1

In the just-concluded TiDB Hackathon 2021, Team Matrix's work Tenseigan is a test framework for tuning a distributed database for TiDB. The tool can provide functions such as automatic parameter tuning, parameter influence evaluation, etc. It integrates a variety of workload. Due to the innovation and scalability of the project, it won the "Best Campus Award" and "Best Market Potential Award Specially Sponsored by Mingshi Capital".

Shuning accepted the award on behalf of the Matrix team
This article will reveal the wonderful stories of the team before and behind the scenes through the dialogue between the Matrix team and Mingshi Capital Executive Director Xu Zhihao, and also hope to bring some inspiration to developers to develop their own applications and projects based on TiDB in the future.

The origin of the Matrix team name

Tong Jian: If you think of TiDB as a matrix of The Matrix, our project Tenseigan is like Neo, the hero of The Matrix, with strong learning ability, self-evolving, and eventually becoming a savior exist. Hence the name Matrix.

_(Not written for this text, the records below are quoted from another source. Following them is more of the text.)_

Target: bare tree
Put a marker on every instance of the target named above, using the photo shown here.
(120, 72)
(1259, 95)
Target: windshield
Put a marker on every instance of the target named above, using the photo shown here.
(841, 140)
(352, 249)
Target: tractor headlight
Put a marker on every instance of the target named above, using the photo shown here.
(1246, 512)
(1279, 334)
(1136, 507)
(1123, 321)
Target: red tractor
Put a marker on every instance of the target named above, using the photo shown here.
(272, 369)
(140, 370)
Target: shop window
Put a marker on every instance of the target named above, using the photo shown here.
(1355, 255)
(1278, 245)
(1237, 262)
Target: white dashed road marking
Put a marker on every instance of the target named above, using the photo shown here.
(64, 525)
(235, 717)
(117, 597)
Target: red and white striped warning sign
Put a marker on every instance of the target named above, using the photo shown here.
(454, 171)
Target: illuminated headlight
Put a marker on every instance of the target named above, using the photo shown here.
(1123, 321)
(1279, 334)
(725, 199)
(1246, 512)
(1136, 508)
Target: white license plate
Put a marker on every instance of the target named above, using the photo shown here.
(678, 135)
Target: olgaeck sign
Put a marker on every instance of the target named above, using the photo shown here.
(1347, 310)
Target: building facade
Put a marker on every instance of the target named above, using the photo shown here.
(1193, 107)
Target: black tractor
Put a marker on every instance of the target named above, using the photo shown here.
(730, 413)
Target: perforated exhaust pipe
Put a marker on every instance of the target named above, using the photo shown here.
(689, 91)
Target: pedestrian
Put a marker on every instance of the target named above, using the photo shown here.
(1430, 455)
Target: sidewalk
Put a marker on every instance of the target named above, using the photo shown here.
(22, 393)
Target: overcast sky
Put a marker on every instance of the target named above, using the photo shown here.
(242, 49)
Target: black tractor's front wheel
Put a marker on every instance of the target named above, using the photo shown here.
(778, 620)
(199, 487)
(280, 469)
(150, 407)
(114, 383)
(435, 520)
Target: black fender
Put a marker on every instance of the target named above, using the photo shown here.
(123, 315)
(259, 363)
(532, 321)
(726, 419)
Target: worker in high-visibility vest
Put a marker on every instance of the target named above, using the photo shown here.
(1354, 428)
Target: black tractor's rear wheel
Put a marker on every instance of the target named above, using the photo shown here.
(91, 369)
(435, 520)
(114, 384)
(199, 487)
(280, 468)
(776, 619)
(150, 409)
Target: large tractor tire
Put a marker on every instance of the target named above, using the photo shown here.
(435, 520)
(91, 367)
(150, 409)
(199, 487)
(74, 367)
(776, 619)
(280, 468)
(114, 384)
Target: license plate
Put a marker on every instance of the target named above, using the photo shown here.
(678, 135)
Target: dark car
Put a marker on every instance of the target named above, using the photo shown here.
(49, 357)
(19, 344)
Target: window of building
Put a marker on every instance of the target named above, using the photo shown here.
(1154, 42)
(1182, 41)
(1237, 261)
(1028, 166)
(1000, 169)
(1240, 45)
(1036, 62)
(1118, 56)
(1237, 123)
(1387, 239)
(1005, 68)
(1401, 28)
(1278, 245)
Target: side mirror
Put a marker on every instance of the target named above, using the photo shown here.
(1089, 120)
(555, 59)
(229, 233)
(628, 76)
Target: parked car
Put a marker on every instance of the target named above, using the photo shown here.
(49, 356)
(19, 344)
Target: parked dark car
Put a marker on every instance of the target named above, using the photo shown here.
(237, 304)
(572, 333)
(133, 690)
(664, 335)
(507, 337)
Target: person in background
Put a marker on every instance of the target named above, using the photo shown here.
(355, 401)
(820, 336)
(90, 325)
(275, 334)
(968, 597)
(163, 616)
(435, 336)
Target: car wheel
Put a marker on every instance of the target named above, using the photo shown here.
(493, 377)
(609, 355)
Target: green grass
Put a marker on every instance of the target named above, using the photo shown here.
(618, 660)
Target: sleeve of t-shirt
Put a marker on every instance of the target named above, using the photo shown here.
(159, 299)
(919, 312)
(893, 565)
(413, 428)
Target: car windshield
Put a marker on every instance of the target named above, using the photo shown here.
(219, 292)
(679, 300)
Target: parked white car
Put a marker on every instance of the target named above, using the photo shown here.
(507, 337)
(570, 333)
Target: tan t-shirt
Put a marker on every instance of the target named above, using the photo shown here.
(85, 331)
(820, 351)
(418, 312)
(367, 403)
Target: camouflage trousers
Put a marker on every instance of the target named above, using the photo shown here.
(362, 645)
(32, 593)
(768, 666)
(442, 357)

Inspiration for the project

Ding Chen: is inspired by a paper at the 2017 SIGMOD summit, which is the OtterTune framework. Our original intention of doing this project is to see the performance of OtterTune on TiDB, whether it can be implemented in the production environment to solve practical problems, and what problems still exist in the OtterTune framework itself. For distributed scenarios, will there be any new problems? research points generated.
Tenseigan: an automated tuning test framework for TiDB

Project value in the eyes of

The brilliant creativity of the Matrix team also left a deep impression on Xu Zhihao, executive director of Mingshi Capital. Before joining the investment industry, Xu Zhihao also had nearly 10 years of R&D work experience and was very interested in such Infra projects. Capital Executive Director Xu Zhihao at the Hackathon Awards
Xu Zhihao : This team was selected to win the Best Market Potential Award, mainly because this project has strong scalability, and on the other hand, it is more innovative. In the past, the optimization of the database mostly stayed in the kernel and optimizer, executor or architecture, but from the user's point of view, a good performance improvement can be obtained through some configuration and parameter adjustments. Everyone focuses on the optimization of the kernel, and not many people pay attention to the parameter tuning part, so this direction is still relatively innovative.
In the selection of technology stacks, it is also relatively innovative to choose to use AI instead of humans to select the optimal parameters. Recently, Google is also using AI itself to optimize the AI training framework, which is essentially a parameter adjustment and a research direction with high ROI. If it can be used on TiDB as a productized plug-in, the performance of TiDB will be even more powerful. In this way, the AI after being trained is like an operation and maintenance master, and can give better parameter suggestions more efficiently, which is of practical significance for machines to replace manual labor in the future.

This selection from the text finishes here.